On 13 May 1989, Officer Bobby Ray Settle, a prison guard assigned to the fourth floor, conducted the morning head count shortly after 6:00 a.m. On that morning, Officer Settle found every inmate present and alive. Around 12:30 p.m. on 13 May 1989, Officer Settle participated in the second inmate head count of the day. The door to cell 2 was closed and locked, and paper was covering the cell window. After knocking and hearing no response, Officer Settle unlocked and entered the cell. Upon entering cell 2, Officer Settle discovered Rufus Watson lying face down on his bed, covered with a blanket. Upon receiving no response from Watson, Officer Settle raised the blanket and saw blood on the body.....
Consider whether this murder was actually committed by another person or persons and the defendant was only an accomplice in the murder and his participation in the murder was relatively minor. The distinguishing feature of an accomplice is that he is not the person who actually committed the murder.

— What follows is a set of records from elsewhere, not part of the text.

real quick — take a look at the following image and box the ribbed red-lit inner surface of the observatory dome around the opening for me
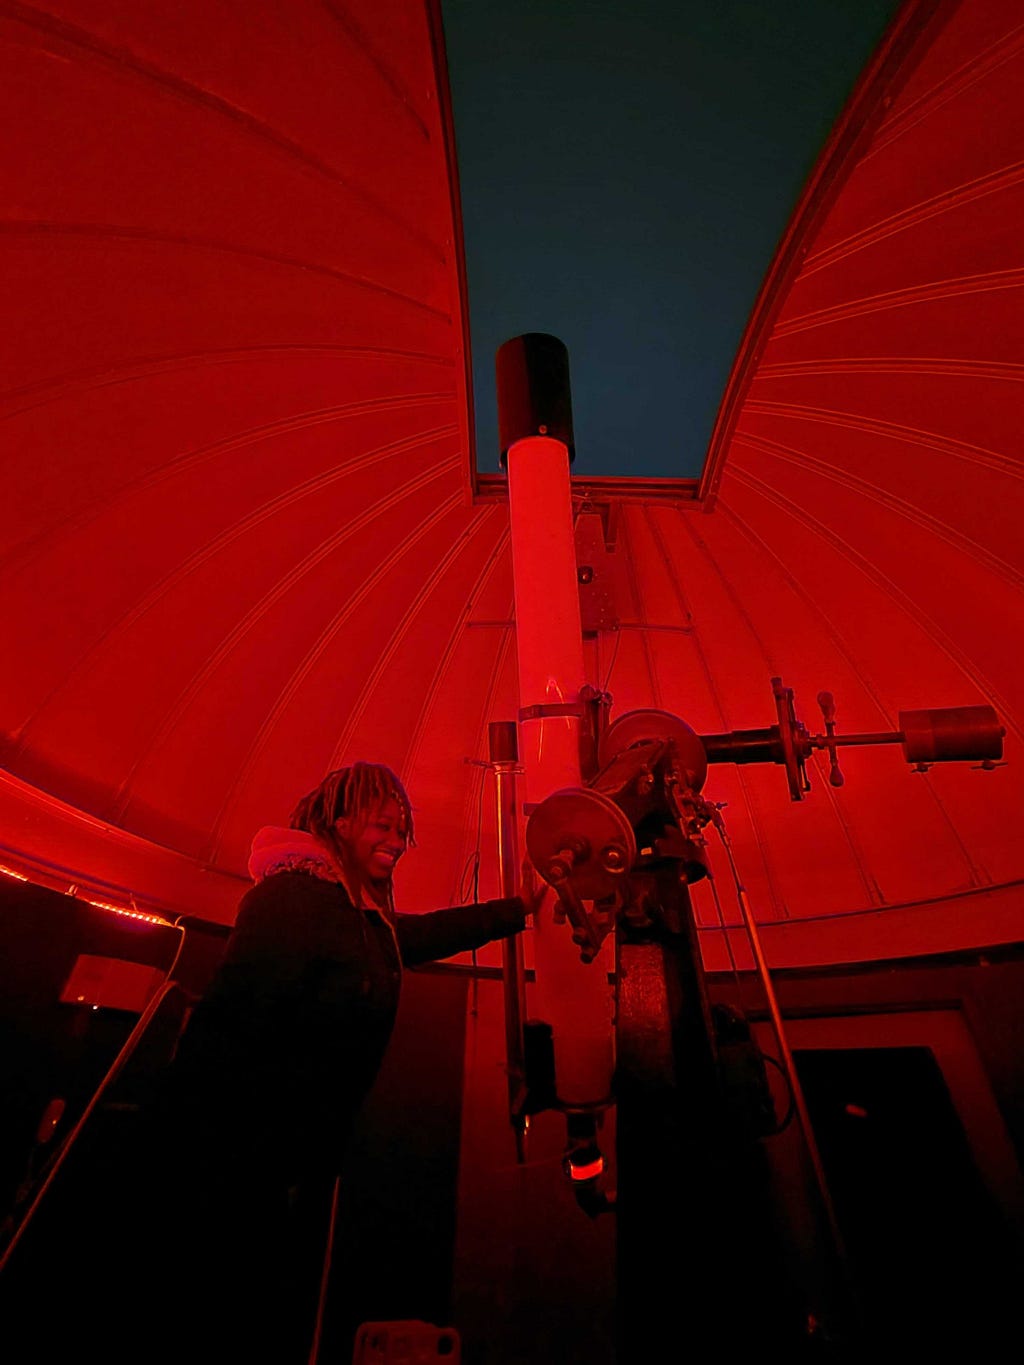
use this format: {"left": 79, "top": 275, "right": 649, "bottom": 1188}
{"left": 0, "top": 0, "right": 1024, "bottom": 966}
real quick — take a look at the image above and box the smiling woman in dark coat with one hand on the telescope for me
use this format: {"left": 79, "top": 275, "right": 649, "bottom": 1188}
{"left": 0, "top": 763, "right": 541, "bottom": 1365}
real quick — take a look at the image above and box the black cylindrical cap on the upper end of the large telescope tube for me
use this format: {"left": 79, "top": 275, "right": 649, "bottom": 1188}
{"left": 494, "top": 332, "right": 576, "bottom": 470}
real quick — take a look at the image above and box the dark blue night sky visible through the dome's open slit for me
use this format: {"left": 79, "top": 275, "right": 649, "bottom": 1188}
{"left": 442, "top": 0, "right": 898, "bottom": 478}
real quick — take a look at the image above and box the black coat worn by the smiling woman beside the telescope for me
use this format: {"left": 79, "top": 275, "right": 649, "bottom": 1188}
{"left": 164, "top": 871, "right": 524, "bottom": 1185}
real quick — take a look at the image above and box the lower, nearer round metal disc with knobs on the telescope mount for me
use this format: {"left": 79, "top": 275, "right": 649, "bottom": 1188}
{"left": 526, "top": 786, "right": 636, "bottom": 962}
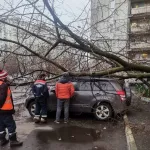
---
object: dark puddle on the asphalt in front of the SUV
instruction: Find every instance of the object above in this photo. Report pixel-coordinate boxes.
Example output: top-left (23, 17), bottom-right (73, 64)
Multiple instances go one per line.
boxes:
top-left (36, 126), bottom-right (101, 143)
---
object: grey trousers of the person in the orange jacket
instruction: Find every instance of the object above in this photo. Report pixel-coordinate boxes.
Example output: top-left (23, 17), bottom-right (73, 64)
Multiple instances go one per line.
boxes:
top-left (56, 99), bottom-right (69, 121)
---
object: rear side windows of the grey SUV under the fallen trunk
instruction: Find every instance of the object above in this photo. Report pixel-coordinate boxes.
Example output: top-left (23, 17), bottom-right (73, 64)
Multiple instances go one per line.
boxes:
top-left (79, 81), bottom-right (115, 91)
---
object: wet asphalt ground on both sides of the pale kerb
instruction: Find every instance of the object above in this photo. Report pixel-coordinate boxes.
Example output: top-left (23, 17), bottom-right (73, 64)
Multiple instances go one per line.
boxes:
top-left (0, 88), bottom-right (150, 150)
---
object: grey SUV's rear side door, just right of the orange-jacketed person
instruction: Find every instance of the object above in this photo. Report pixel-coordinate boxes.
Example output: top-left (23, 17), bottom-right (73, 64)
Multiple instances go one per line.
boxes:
top-left (70, 82), bottom-right (93, 112)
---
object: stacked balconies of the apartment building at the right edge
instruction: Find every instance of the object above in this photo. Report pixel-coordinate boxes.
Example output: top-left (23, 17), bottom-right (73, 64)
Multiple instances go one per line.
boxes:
top-left (128, 0), bottom-right (150, 64)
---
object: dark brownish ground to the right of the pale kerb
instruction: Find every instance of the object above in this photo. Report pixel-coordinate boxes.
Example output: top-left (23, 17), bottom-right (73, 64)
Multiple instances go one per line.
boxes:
top-left (128, 96), bottom-right (150, 150)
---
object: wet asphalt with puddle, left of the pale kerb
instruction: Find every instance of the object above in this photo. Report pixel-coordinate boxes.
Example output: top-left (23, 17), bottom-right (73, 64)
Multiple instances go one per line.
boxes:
top-left (1, 111), bottom-right (127, 150)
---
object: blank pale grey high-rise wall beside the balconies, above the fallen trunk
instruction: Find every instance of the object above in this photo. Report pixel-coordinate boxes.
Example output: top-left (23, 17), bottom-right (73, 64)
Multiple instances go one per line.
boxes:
top-left (91, 0), bottom-right (128, 53)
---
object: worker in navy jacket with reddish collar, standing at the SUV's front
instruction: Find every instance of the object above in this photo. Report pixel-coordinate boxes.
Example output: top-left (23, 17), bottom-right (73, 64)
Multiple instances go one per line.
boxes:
top-left (32, 74), bottom-right (49, 123)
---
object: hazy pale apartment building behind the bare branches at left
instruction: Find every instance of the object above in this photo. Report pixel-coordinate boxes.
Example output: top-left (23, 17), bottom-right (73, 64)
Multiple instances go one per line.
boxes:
top-left (0, 17), bottom-right (51, 50)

You would find this mitigating circumstance if you find the victim was killed by another person and that the defendant was only an accomplice to the killing and that the defendant's conduct constituted relatively minor participation in the murder. If one or more of you finds by a preponderance of the evidence that the - - that this circumstance exists, you would so indicate by having your foreperson write "yes" in the space provided after this mitigating circumstance on the issues and recommendation form. If none of you finds this circumstance to exist, you would so indicate by having your foreperson write "no" in that appropriate space.
Number two mitigating circumstance, the second mitigating circumstance: Consider whether the capacity of the defendant to appreciate the criminality of his conduct or to conform his conduct to the requirements of the law was impaired. . . .

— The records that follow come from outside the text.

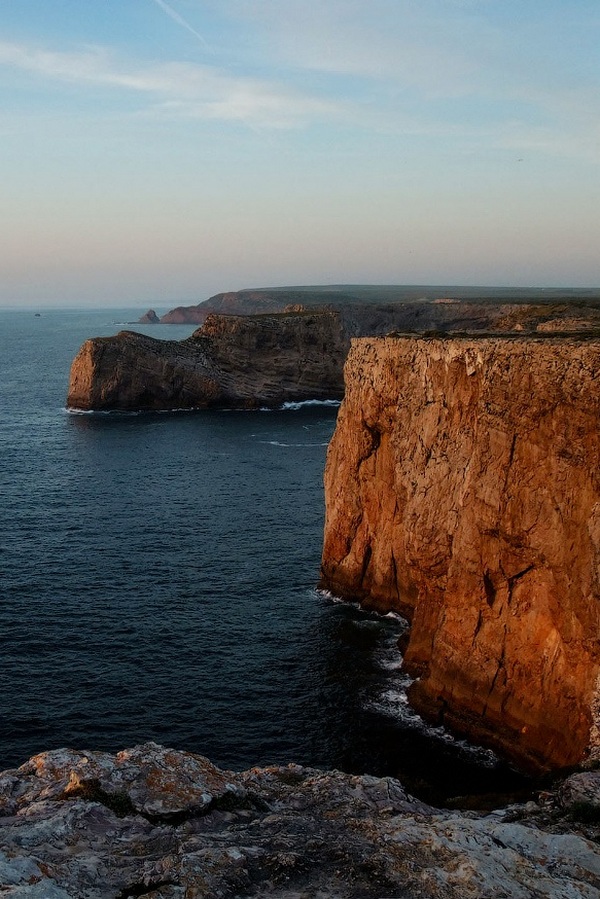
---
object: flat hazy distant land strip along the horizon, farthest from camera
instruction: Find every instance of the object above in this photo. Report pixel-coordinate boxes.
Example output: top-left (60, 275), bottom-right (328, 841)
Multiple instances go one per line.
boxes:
top-left (141, 284), bottom-right (600, 325)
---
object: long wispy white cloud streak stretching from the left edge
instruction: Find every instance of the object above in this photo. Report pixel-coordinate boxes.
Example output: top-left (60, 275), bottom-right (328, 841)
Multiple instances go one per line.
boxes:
top-left (0, 42), bottom-right (341, 128)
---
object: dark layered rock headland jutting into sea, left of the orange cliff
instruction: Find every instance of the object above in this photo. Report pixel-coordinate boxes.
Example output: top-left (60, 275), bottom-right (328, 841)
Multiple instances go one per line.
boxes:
top-left (67, 312), bottom-right (349, 410)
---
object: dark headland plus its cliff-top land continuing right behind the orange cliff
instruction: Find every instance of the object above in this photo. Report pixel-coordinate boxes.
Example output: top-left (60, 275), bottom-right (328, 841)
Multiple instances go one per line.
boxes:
top-left (67, 302), bottom-right (600, 410)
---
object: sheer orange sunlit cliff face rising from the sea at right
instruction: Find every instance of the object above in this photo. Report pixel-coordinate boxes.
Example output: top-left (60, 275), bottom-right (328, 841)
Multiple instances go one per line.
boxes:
top-left (322, 335), bottom-right (600, 770)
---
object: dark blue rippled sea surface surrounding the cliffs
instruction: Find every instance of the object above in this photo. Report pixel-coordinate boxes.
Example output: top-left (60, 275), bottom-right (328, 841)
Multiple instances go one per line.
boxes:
top-left (0, 309), bottom-right (527, 803)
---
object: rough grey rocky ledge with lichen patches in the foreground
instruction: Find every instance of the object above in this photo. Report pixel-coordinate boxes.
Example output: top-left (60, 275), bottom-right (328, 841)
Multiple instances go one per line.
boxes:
top-left (0, 743), bottom-right (600, 899)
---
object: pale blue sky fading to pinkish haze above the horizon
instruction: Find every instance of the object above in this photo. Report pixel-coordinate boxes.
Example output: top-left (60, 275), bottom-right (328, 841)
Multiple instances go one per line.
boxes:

. . . Further, for this mitigating circumstance to exist, the defendant's capacity to appreciate does not need to have been totally obliterated. It is enough that it has - - was lessened or diminished.
Finally, this mitigating circumstance would exist even if the defendant did appreciate the criminality of his conduct if his capacity to conform his conduct to the law was impaired, since a person may appreciate that his killing is wrong and still lack the capacity to refrain from doing it.
. . . You would find this mitigating circumstance if you find that the defendant had voluntarily consumed drugs or impairing substances and that this - - before the killing of Rufus Watson, and that this impaired his capacity to appreciate the criminality of his conduct or to conform his conduct to the requirements of the law.
The trial court then gave the jury the following instruction regarding the "catchall" mitigating circumstance:
Number three on your form, the third mitigating circumstance finally: You may consider any other circumstance or circumstances arising from the evidence which you deem to have mitigating value. If one or more of you so find by a preponderance of the evidence, you would so indicate by having your foreperson write "yes" in the space provided after this mitigating circumstance on the issues and recommendations form. If none of you finds any such circumstances to exist, you would so indicate by having your foreperson write "no" in that space.
The defendant specifically contends that the italicized portions of the second and fourth paragraphs of the trial court's general instructions failed to make a meaningful or readily understandable distinction between statutory and non statutory mitigating circumstances and do not clearly instruct the jury which circumstances the jury is free to deem with or without mitigating value.